Acquisition of the tetM determinant that mediates tetracycline resistance was described in Ureaplasma species and M. hominis in the 1980s (231, 232). To date, this is the only mechanism of tetracycline resistance described in these organisms. The frequency of tetracycline resistance in genital mycoplasmas is probably influenced by factors such as geography, antibiotic pressure and sexual promiscuity in adults. The occurrence of resistant organisms in neonates should logically reflect that of their mothers since the organisms are acquired by vertical transmission. Tetracycline resistance in M. hominis has been reported to occur in as many as 40% of clinical isolates and in ureaplasmas it has been reported to occur in approximately 10% (44), but few studies have been performed in recent years to determine whether these numbers are still valid and they are probably quite variable from place to place and among different patient populations.

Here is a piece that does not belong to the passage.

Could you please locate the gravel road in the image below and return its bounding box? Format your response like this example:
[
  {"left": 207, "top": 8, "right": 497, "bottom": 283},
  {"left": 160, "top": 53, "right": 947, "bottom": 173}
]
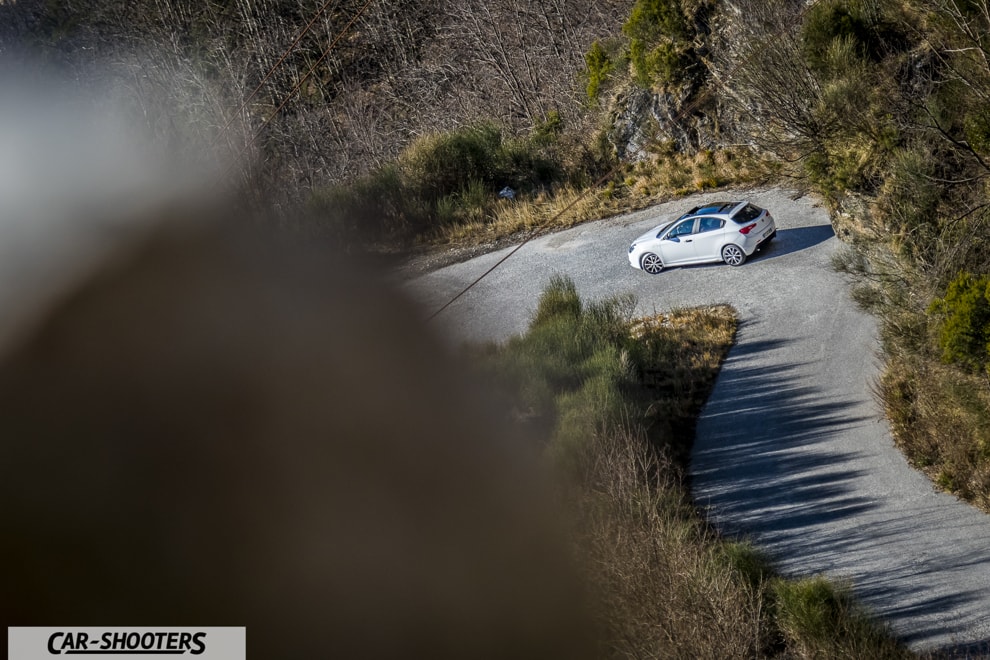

We recently evaluated antimicrobial susceptibility data for 100 unique isolates of Ureaplasma spp. obtained from a broad geographic area of the United States over the 5-year period from 2000 to 2004. There were 45 isolates proven to have tetM by PCR, indicating a substantially greater proportion of these organisms now has reduced susceptibility to tetracycline when compared to earlier reports.
Naturally occurring resistance to fluoroquinolones has been reported in genital mycoplasmas isolated from adults in France (24) that was mediated by mutations in DNA gyrase and topoisomerase IV, presumably as a result of selective pressure due to widespread use of these drugs. High-level fluoroquinolone resistance in an isolate of U. parvum containing the expected mutations detected in a vaginal specimen from a patient in Ohio who had chronic cystitis and who had received prolonged treatment with levofloxacin was encountered in our laboratory in 2004, proving this resistance also occurs in North America.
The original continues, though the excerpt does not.